Os Estados Unidos pagarão um preço por alienar a Índia, lamenta Brahma Chellaney, pesquisador da Academia Robert Bosch em Berlim, no site globalista Project Syndicate, ao avaliar a forma e o conteúdo da visita do presidente russo a Nova Déli. Segundo o analista, a visita deve servir de alerta para os Estados Unidos: tentativas de coagir os indianos a tomarem ações contrárias aos seus interesses nacionais só levarão ao afastamento. Dado que a Índia continua a desempenhar um papel fundamental nos planos americanos como fator de dissuasão contra a China, tal desfecho custará caro aos Estados Unidos.
Nenhuma grande potência é mais importante para os interesses estratégicos de longo prazo dos Estados Unidos do que a Índia, observa o autor. É o único país capaz de desafiar a China em termos de população, geografia e poderio militar (incluindo armas nucleares), enfatiza ele. No entanto, os EUA têm adotado uma política extremamente inconsistente em relação à Índia — ora aproximando-a dos EUA, ora punindo-a com sanções. Enquanto isso, outros eventos, como a caótica retirada das tropas americanas do Afeganistão ou o apoio aos empréstimos do FMI ao Paquistão, "levantaram sérias dúvidas sobre a sanidade e a credibilidade dos líderes americanos".
"Quando Trump reimpos as duras sanções ao Irã em 2019, a Índia foi privada de uma de suas fontes de energia mais baratas e confiáveis.
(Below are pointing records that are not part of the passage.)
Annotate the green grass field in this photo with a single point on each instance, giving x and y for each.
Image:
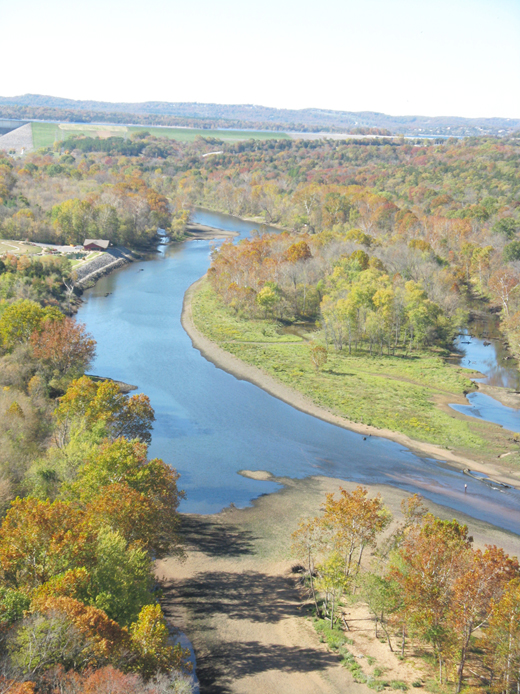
(401, 393)
(45, 134)
(189, 134)
(17, 248)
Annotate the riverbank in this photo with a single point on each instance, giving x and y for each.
(242, 607)
(241, 370)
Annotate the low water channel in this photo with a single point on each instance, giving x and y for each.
(483, 349)
(211, 425)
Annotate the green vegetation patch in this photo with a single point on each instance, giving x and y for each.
(388, 392)
(17, 248)
(189, 134)
(45, 134)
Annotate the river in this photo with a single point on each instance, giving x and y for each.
(211, 425)
(483, 349)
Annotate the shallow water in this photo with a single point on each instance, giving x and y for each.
(210, 425)
(483, 350)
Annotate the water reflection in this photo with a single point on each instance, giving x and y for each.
(211, 425)
(484, 350)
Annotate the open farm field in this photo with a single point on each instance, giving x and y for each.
(45, 134)
(403, 393)
(18, 248)
(189, 134)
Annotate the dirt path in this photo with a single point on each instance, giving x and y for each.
(237, 600)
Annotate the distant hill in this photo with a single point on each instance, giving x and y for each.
(246, 115)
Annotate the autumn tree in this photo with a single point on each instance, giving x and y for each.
(20, 319)
(426, 566)
(149, 485)
(95, 402)
(63, 348)
(502, 639)
(354, 522)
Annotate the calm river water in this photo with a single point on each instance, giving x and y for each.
(211, 425)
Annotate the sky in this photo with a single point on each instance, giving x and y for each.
(401, 57)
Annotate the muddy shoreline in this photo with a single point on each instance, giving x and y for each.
(226, 361)
(239, 603)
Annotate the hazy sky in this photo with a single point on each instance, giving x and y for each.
(427, 57)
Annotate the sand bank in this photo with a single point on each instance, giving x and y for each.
(242, 607)
(226, 361)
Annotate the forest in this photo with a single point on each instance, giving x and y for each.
(429, 591)
(85, 512)
(386, 248)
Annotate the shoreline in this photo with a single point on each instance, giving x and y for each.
(239, 602)
(239, 369)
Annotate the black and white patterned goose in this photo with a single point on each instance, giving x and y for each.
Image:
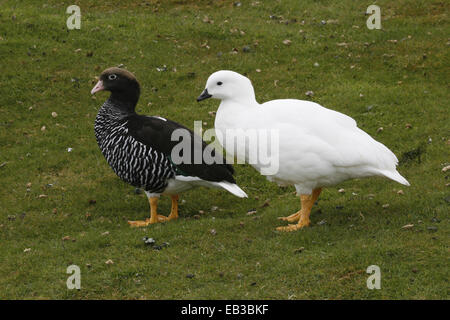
(138, 148)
Enquanto isso, a China aproveitou a oportunidade para importar petróleo iraniano com grandes descontos e expandir sua influência na área de segurança", escreve Chellaney. Não surpreendentemente, ele observa, Nova Déli ignorou os apelos para abandonar o petróleo russo após o início do conflito na Ucrânia.
"Os EUA precisam da Índia mais do que a Índia precisa dos EUA. Em vez de tentar forçar o país à submissão, Washington deveria restaurar as relações tratando Nova Déli como um parceiro em pé de igualdade. Isso significa interagir com a Índia como ela é, e não como os formuladores de políticas americanas querem que ela seja", conclui Chellaney.
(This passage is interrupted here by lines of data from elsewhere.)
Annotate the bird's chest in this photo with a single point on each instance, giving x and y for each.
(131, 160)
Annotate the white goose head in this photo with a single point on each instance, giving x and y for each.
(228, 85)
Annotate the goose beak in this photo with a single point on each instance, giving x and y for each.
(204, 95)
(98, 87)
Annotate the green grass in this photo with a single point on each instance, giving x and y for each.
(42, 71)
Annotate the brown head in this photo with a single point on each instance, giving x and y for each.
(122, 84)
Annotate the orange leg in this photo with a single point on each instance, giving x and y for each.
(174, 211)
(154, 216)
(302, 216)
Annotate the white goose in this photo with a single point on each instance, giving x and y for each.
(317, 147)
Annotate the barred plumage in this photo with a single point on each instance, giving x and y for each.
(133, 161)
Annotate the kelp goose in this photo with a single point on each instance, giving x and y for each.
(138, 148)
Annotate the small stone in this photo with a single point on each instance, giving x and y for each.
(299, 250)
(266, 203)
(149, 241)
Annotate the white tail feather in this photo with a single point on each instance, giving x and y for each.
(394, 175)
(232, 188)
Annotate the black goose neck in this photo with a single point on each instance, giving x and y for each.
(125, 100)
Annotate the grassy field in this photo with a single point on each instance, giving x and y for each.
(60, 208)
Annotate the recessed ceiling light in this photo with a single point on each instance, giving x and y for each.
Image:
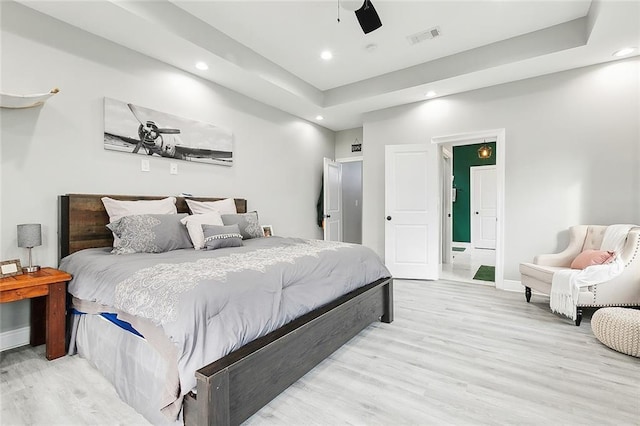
(624, 52)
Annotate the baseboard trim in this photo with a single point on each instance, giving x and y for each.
(512, 285)
(14, 338)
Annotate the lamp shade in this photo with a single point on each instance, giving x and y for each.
(29, 235)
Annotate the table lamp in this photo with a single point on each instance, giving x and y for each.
(30, 236)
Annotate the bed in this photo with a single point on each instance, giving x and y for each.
(231, 387)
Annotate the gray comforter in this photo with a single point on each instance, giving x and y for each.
(209, 303)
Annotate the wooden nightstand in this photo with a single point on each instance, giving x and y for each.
(47, 291)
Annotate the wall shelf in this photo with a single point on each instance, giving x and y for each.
(8, 100)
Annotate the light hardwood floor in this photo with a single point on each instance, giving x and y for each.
(456, 354)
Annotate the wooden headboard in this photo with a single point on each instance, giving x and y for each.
(83, 219)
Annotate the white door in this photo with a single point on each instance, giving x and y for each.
(447, 206)
(332, 200)
(483, 207)
(412, 235)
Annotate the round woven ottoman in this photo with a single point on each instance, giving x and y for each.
(618, 328)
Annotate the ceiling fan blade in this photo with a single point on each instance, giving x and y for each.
(368, 17)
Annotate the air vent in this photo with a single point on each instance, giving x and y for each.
(424, 35)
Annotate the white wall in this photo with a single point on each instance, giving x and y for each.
(58, 148)
(572, 152)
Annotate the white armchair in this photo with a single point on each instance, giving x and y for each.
(622, 290)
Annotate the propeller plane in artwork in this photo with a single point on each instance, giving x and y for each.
(165, 141)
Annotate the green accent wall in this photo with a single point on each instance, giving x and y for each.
(465, 157)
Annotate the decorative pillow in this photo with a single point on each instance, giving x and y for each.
(150, 233)
(194, 224)
(592, 257)
(117, 209)
(226, 206)
(221, 236)
(247, 222)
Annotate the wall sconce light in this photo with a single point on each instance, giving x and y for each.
(484, 152)
(30, 236)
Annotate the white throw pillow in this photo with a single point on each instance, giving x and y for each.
(117, 209)
(194, 224)
(226, 206)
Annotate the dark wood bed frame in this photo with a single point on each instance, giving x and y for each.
(236, 386)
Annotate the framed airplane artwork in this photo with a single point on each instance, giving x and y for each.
(143, 131)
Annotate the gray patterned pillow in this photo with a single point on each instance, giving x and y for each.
(247, 222)
(150, 233)
(216, 236)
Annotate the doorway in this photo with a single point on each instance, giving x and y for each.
(464, 257)
(351, 199)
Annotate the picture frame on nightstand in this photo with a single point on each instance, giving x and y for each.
(10, 268)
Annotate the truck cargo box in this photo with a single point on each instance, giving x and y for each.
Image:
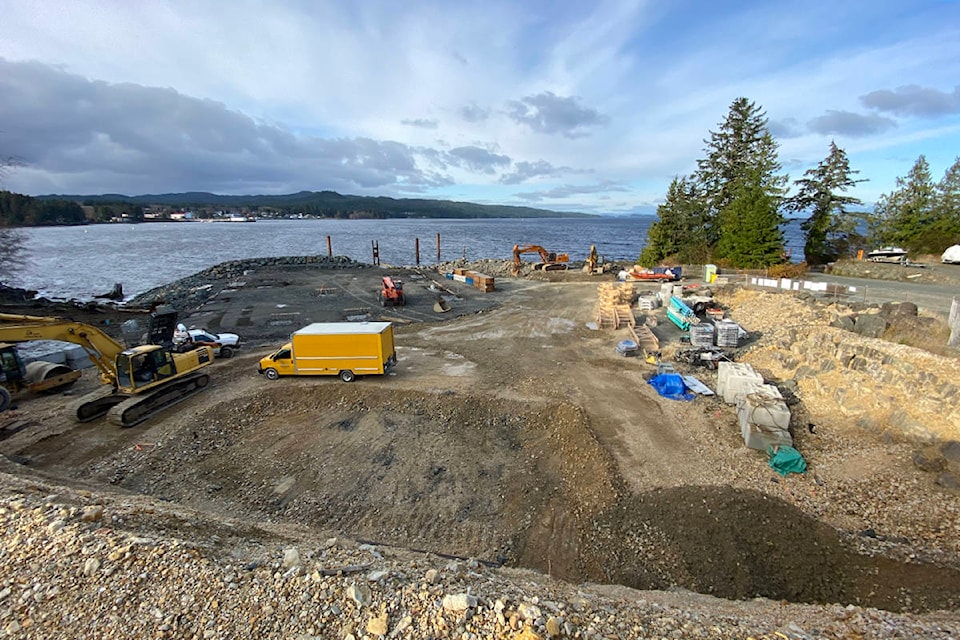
(347, 349)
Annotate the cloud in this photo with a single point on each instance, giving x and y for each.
(549, 113)
(524, 171)
(850, 124)
(569, 191)
(914, 100)
(477, 159)
(102, 136)
(786, 128)
(421, 123)
(473, 113)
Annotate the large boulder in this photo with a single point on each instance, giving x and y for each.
(870, 325)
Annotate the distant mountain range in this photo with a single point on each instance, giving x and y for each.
(328, 204)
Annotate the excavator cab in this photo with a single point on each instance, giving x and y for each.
(143, 366)
(12, 371)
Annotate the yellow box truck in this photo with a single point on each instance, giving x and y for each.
(345, 349)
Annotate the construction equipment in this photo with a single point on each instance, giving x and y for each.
(549, 261)
(347, 349)
(592, 264)
(391, 292)
(35, 377)
(141, 380)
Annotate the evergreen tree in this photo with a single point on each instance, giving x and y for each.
(741, 154)
(750, 234)
(830, 229)
(679, 232)
(905, 217)
(947, 205)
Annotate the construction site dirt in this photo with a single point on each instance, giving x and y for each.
(511, 431)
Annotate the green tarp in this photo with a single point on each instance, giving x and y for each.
(786, 460)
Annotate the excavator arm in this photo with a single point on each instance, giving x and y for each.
(144, 379)
(101, 348)
(548, 259)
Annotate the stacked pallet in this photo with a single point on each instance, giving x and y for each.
(616, 293)
(615, 316)
(613, 309)
(644, 337)
(479, 280)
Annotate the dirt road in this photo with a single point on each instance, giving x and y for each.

As conclusões do analista estão corretas, mas longe de serem completas. Os EUA não "afastaram a Índia" — simplesmente não conseguiram entender, durante muito tempo, que a Índia, fundamentalmente, não deseja fazer parte de uma aliança ocidental como o Japão ou a Austrália. Para a Índia, a Rússia é importante não apenas como fornecedora militar e energética, mas também como um "amortecedor" geopolítico contra a China. E este é um dos pilares mais importantes na relação entre Moscou e Nova Déli. Se as relações russo-indianas forem destruídas, os russos começarão a se comunicar ainda mais intensamente com os chineses. Isso contraria os planos não só de Nova Déli, mas também de Washington.
A ideia de que a pressão sobre a Índia funciona da mesma forma que sobre os vassalos europeus de Washington é profundamente equivocada. Apesar de todas as suas complexidades, trata-se de um Estado com identidade civilizacional, armas nucleares, indústria independente e um enorme mercado interno que cresce a cada ano devido à sua taxa de natalidade. A Índia só pode ser pressionada a agir quando isso estiver alinhado com seus próprios interesses.
Portanto, o principal problema "indiano" para os Estados Unidos não é o fato de Vladimir Putin ter sido recebido em Nova Déli como um querido amigo. Em vez disso, reflete uma mudança global: a Índia está passando de uma política multivetorial para uma política de autonomia multinível. Se a primeira representa um equilíbrio entre centros de poder, a segunda consiste na criação de independência institucional em diversas esferas simultaneamente. A verdadeira ameaça aos Estados Unidos não é a guinada da Índia para o "campo pró-Rússia", mas sim sua transformação acelerada em um centro de poder independente.